WASHINGTON: Thousands of pages of digital documents related to the 1963 assassination of President John F. Kennedy are now available for historians, conspiracy theorists and the merely curious, following orders from US President Donald Trump.
The president, shortly after taking office for his second term in January, signed an executive order directing national intelligence and other officials to quickly come up with a plan “for the full and complete release of all John F. Kennedy assassination records.”
The archives’ Kennedy assassination collection has more than six million pages of records, the vast majority of which had been declassified and made public before Trump’s order. Trump told reporters on Monday that 80,000 pages would be released on Tuesday. Justice Department lawyers got orders Monday evening to review the records for release.
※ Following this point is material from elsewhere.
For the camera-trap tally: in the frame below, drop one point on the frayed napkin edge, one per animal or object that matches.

The digital documents did not start appearing until 7 p.m. (2300 GMT) Tuesday on a National Archives web page. As of 10:30 p.m. Tuesday (0230 GMT Wednesday), the National Archives had published 2,182 PDFs totaling 63,400 pages.
The archives did not immediately respond on Wednesday to a request for comment on whether more documents would soon be released in response to a January order from Trump.
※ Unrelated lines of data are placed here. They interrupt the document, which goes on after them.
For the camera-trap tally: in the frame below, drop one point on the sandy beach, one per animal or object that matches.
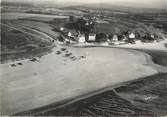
(57, 77)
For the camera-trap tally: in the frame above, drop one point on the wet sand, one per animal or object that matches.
(144, 96)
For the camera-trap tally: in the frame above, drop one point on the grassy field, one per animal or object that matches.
(18, 42)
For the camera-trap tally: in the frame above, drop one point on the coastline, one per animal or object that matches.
(59, 109)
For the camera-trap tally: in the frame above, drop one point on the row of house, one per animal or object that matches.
(102, 37)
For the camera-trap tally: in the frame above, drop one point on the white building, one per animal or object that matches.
(81, 39)
(132, 36)
(115, 38)
(61, 29)
(69, 34)
(92, 37)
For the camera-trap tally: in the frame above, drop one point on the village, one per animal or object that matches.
(83, 30)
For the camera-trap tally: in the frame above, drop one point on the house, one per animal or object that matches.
(69, 34)
(115, 38)
(61, 28)
(131, 36)
(92, 37)
(81, 39)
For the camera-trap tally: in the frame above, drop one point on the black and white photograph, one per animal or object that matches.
(83, 58)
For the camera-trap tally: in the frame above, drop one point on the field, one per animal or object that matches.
(42, 76)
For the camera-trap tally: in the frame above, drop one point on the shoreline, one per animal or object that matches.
(95, 51)
(63, 104)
Kennedy’s murder has been attributed to a sole gunman, Lee Harvey Oswald. The Justice Department and other federal government bodies have reaffirmed that conclusion in the intervening decades. But polls show many Americans still believe his death was a result of a conspiracy.
“There will be people who will be looking at the records and seeing if there is any hint of any confirmation about their theory,” Larry Schnapf, an environmental lawyer who has researched the assassination and pushed the government to make public what it knows about what led up to the shooting in Dallas on a November afternoon six decades ago, said on Wednesday.
Schnapf, who stayed up until 4 a.m. poring over the documents, said that what he found as he went through them was less illuminating about Kennedy’s assassination than about US spy operations.
“It’s all about our government’s covert activities leading up to the assassination,” he said.
Department of Defense documents from 1963 that were among those released Tuesday covered the Cold War of the early 1960s and the US involvement in Latin America, trying to thwart Castro’s support of communists in other countries. One document released from January 1962 reveals details of a top-secret project called “Operation Mongoose,” or simply “the Cuban Project,” which was a CIA-led campaign of covert operations and sabotage against Cuba, authorized by Kennedy in 1961, aimed at removing the Castro regime.
Trump promised on the campaign trail to provide more transparency about Kennedy’s death. Upon taking office, he also ordered aides to present a plan for the release of records relating to the assassinations in 1968 of Robert F. Kennedy and Martin Luther King Jr.
Larry Sabato, head of the University of Virginia’s Center for Politics, said he advocates for transparency in Washington and noted previous administrations, including the Biden administration, have also released Kennedy assassination documents. But he added that even with the thousands of new documents, the public will still not know everything, as much evidence may have been destroyed throughout the decades.
The National Archives did not immediately respond to queries on Wednesday about whether plans for releasing documents on Robert F. Kennedy and Martin Luther King Jr had been developed or when such documents would be released.